The Metropolitan Police, the Crown Prosecution Service and the Home Secretary came in for scathing criticism from senior judges for making false allegations and withholding evidence from the courts in the case of Lotfi Raissi.The Met and the CPS had originally told courts that flight logs at a flying school in Arizona had been falsified to cover up his training flights with Hani Hanjour, the pilot of the airliner that crashed into the Pentagon and that Abu Doha, an Algerian terrorist organiser, had Mr Raissi’s phone number in an address book. Both claims were false. The UK Government's defense was that both were simply passing along information from US authorities but the Appeals Court said they bore responsibility for not knowing better.
...the court said the British authorities used a US extradition warrant “as a device to circumvent the rule of English law” by detaining him for almost six months in Belmarsh prison.

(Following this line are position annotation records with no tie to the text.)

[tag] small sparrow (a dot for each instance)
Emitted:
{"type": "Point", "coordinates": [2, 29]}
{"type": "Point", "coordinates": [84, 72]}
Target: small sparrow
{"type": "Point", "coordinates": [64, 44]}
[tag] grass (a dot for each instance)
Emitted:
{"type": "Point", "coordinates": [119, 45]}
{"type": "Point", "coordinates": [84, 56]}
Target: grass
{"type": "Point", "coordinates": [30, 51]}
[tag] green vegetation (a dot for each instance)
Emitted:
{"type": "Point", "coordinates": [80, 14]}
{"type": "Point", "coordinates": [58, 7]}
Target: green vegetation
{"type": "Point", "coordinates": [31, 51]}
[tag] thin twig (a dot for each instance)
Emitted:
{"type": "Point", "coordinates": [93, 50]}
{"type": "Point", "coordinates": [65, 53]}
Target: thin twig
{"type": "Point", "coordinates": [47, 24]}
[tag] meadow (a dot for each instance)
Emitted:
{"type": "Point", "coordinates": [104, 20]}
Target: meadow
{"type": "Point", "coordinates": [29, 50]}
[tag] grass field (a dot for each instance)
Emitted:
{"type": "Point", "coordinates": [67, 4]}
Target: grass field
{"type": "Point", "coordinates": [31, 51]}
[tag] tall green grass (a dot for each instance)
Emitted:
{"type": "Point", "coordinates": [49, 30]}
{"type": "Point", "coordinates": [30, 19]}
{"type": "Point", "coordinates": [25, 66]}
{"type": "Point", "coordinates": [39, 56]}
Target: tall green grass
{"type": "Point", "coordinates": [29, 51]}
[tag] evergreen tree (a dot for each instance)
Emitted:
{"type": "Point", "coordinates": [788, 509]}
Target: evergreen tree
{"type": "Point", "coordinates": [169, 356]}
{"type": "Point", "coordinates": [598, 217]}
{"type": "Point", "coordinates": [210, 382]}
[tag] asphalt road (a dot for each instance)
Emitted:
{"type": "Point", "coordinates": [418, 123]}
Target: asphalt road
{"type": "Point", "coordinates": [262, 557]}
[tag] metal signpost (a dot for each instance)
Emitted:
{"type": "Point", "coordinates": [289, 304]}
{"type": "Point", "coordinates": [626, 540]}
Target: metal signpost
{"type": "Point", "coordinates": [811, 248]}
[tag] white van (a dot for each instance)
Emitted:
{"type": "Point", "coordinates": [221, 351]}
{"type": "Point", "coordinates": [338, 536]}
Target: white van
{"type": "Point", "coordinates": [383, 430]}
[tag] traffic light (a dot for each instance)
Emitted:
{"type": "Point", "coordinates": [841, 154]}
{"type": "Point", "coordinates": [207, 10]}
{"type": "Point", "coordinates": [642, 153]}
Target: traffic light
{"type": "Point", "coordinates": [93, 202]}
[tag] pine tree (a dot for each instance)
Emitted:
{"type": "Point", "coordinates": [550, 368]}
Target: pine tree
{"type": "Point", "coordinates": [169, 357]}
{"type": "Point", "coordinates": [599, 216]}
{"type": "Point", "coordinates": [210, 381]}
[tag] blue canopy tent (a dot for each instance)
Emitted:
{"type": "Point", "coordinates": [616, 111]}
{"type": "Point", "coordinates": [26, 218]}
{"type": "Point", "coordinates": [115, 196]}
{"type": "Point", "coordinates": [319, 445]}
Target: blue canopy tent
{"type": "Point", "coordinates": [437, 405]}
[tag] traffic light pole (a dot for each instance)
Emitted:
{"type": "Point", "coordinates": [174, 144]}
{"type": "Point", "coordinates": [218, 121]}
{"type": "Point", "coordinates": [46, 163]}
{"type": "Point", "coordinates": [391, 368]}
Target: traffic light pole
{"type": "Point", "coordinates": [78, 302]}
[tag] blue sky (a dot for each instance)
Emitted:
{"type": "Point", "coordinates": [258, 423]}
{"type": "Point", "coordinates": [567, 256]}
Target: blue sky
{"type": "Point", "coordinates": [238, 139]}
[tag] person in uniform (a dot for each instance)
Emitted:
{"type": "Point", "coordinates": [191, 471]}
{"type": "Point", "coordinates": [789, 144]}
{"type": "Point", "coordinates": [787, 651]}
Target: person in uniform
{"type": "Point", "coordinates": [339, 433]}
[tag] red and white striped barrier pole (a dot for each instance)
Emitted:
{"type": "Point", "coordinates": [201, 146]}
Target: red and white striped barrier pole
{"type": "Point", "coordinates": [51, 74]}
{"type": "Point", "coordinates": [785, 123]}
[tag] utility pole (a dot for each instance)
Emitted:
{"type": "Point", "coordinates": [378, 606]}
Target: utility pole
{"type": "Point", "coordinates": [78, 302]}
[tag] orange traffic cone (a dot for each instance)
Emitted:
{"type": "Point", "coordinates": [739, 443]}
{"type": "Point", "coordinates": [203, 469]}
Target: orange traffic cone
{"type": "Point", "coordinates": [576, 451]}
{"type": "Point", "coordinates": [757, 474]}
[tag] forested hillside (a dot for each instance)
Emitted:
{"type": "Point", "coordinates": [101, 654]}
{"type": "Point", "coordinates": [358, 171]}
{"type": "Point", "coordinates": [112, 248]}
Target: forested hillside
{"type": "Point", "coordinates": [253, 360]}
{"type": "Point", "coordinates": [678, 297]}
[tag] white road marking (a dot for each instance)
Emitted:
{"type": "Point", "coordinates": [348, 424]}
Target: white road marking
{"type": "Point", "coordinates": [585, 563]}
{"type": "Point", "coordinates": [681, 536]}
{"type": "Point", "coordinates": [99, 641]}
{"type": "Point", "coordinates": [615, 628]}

...The court, presided over by Sir Anthony Clarke, the Master of the Rolls, “completely exonerated” Mr Raissi of any connection to the 9/11 attacks. That declaration marked a crucial personal breakthrough for Mr Raissi in his six-year legal battle to clear his name.
It ordered Jacqui Smith and Jack Straw, the Justice Secretary, to reconsider the refusal by successive Home Secretaries to compensate him as a victim of a miscarriage of justice.
Lawyers for Mr Raissi are expected to present a damages claim for the loss of his career as a commercial pilot, wrongful imprisonment and damage to health, which could exceed £2 million.
“There is evidence that the actions of the Metropolitan Police resulted in false statements being made to the courts contributing to the decision to refuse [Mr Raissi] bail.
“We consider that the serious allegation relating to the destruction of flight records covering the period of training with the hijackers (allegedly resulting from carelessness or incompetence by the police) would be capable of amounting to serious default which had a causative effect on the decision to remand [Mr Raissi] in custody”.
The court questioned whether the CPS had disclosed all revelant evidence in its possession and reminded the prosecuting authority that it owed the courts “a duty of candour and good faith”.
The judges said the “primary responsibility for the falsity” in alleging that Mr Raissi had contact with Aby Doha lay jointly with the Yard and the CPS.
The judges ruled: “It does not appear to us that the CPS can be absolved from all responsibility for this state of affairs. There is a considerable body of evidence to suggest that the police and the CPS were responsible for serious defaults.”
The authorities, the court concluded, had abused the legal process to keep Mr Raissi in prison for almost six months while the FBI conducted inquiries about him.
The judges ruled: “The extradition proceedings were a device to secure the appellant’s presence in the US for the purpose of investigating 9/11... We consider that the way in which the extradition proceedings were conducted in this country, with opposition to bail based on allegations which appear unfounded in evidence, amounted to an abuse of process.
“The proceedings were used as a device to circumvent the rule of English law that a terrorist supect could (at that time) be held without charge for only seven days.”